[PATCH] D86694: [scudo] Allow -fsanitize=scudo on Linux and Windows (WIP, don't land as is)

Alexandre Ganea via Phabricator via llvm-commits llvm-commits at lists.llvm.org
Sun Sep 13 18:20:05 PDT 2020


aganea added a comment.

Thanks for working on this @russell.gallop!

I've reproduced your tests, please see below.

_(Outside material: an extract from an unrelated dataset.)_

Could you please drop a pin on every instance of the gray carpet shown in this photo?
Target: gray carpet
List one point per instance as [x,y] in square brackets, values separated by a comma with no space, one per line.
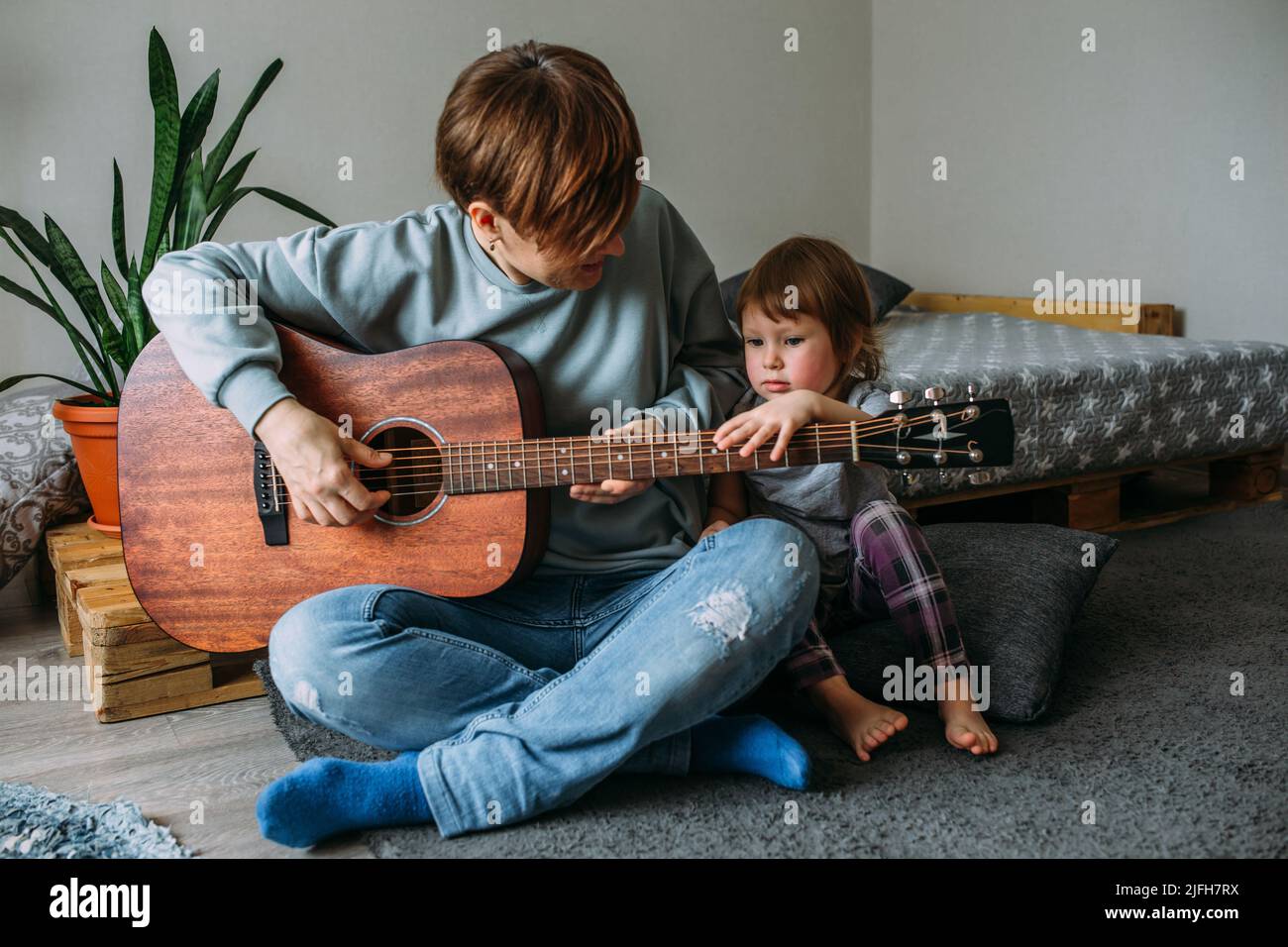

The only difference is that I've used a ThinLTO build for stage2:
-DCMAKE_CXX_FLAGS="/GS- -Xclang -O3 -fstrict-aliasing -march=skylake-avx512 -flto=thin -fwhole-program-vtables"
Running with `/opt:lldltojobs=all` no `/lldltocache`.
Results on a 36-core (dual mount) Xeon Gold 6140.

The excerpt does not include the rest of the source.